Fig 4. Role of TGFβ and IL-27 in rat cardiac allograft tolerance.

A) Recipients that have been transferred with 20×10⁶ of spleen CD4⁺T cells from long-term tolerant recipients (Transf.) were treated with neutralizing mouse anti-rat TGFβ mAb (clone 2G7, IgG2b) injected i.p (5 mg/kg) twice a week beginning the day of transplantation and until rejection (Transf.+2G7) n≥4, **p<0.01.

B) Representative pictures of immuno-fluorescence merged staining for IL-27 p28 (red), GFP (green) and DAPI (blue) of untransfected (UT) or GFP or IL-27 AAV transfected HEK 293 cells as described in Material and Methods. Original magnification: ×600.

C) IL-27 level was assessed by ELISA in the sera from GFP or IL-27 AAV transfected allograft recipients harvested at days −14, −4, 0, 17, 40, and 300 before or after transplantation. Results are expressed in fold change compared to the IL-27 basal level assessed from each recipient.

D) Rat cardiac allograft recipients were treated with GFP or IL-27 AAV (4.5×10¹¹ vg) injected i.v. at recipients 3 weeks before transplantation. Alternatively, sub-optimal dose of rapamycin (Rapa) was given orally from day 0 to day 10 (0.4 mg/kg), n≥4, **p<0.01.

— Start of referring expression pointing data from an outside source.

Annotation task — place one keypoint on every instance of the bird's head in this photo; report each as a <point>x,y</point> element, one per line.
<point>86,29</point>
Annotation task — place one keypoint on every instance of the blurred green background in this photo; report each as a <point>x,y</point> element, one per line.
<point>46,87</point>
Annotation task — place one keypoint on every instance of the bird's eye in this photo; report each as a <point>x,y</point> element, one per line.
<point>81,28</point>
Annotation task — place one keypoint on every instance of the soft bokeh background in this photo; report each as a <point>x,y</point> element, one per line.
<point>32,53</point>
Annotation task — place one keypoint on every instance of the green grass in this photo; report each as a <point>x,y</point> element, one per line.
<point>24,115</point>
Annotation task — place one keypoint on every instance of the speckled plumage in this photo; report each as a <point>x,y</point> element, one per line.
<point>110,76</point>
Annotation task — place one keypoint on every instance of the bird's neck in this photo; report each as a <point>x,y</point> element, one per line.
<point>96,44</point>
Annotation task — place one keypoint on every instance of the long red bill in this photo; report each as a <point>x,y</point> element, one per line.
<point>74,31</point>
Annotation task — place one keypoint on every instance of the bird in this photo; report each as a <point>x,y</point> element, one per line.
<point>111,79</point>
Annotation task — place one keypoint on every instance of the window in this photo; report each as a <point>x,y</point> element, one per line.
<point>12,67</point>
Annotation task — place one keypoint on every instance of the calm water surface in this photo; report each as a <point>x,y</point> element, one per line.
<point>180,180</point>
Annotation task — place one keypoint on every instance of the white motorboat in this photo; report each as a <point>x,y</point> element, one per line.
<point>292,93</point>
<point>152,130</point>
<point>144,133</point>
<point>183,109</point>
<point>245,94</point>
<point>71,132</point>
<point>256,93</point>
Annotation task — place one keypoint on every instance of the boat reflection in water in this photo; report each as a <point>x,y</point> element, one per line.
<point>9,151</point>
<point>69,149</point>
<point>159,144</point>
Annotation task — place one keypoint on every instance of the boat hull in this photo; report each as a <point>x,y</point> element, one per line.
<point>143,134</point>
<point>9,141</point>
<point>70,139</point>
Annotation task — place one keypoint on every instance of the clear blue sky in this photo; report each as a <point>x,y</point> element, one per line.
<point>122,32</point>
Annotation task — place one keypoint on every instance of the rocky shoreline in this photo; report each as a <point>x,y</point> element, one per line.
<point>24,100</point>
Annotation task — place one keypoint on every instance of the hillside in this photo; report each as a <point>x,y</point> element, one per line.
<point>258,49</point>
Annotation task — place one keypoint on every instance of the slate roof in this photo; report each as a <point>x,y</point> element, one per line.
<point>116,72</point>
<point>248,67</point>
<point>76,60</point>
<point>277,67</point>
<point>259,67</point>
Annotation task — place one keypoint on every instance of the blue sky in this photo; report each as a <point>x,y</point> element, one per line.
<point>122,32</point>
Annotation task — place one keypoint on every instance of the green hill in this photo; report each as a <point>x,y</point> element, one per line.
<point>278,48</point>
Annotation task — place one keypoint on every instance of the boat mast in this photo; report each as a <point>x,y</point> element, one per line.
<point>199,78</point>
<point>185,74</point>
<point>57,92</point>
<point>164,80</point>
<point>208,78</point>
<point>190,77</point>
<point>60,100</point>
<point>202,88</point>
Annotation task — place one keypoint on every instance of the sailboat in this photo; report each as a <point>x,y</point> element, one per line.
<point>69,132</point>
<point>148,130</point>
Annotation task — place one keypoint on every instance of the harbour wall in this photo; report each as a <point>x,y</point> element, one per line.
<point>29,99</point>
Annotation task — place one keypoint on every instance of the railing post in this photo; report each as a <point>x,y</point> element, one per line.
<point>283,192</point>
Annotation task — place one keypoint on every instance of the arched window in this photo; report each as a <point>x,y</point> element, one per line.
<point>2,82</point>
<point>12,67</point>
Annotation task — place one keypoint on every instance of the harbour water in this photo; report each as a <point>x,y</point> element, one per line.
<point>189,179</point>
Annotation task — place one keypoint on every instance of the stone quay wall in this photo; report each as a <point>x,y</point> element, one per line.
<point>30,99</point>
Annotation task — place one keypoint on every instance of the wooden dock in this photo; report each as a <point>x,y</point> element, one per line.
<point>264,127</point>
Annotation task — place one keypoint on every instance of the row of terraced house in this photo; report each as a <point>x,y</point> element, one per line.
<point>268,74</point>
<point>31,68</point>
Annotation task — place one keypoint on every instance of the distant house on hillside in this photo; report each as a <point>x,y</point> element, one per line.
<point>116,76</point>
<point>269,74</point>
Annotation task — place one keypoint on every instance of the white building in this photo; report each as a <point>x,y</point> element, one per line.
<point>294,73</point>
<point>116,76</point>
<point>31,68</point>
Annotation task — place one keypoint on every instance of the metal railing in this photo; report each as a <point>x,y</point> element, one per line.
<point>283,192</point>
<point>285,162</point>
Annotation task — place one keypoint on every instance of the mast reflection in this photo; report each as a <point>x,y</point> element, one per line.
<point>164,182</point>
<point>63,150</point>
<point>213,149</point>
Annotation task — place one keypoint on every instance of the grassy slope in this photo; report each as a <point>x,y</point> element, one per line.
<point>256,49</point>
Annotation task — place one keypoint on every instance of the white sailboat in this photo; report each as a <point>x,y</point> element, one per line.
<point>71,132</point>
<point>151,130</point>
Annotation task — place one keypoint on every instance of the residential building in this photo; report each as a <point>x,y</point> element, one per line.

E) Assessment of anti-donor-specific IgG antibodies in the sera of IL-27 AAV tolerant recipient or GFP AAV treated recipient and harvested at days 0, 17, 25, 71 and 300 after transplantation. Data are expressed in Geometric Mean Fluorescence.

F) T cells from GFP or tolerant IL-27 AAV treated recipients (day 300 after transplantation) were stimulated by allogeneic (LEW.1W) APC for four days (MLR) and T cell proliferation was assessed in triplicates by ³H incorporation. Data are expressed in cpm ± SEM.

G) Ratio of IL-10/INFγ expression assessed by ELISA in the supernatant of MLR from stimulated CD4⁺ T cells from GFP or tolerant IL-27 AAV treated recipients. Data are expressed in arbitrary unit (AU).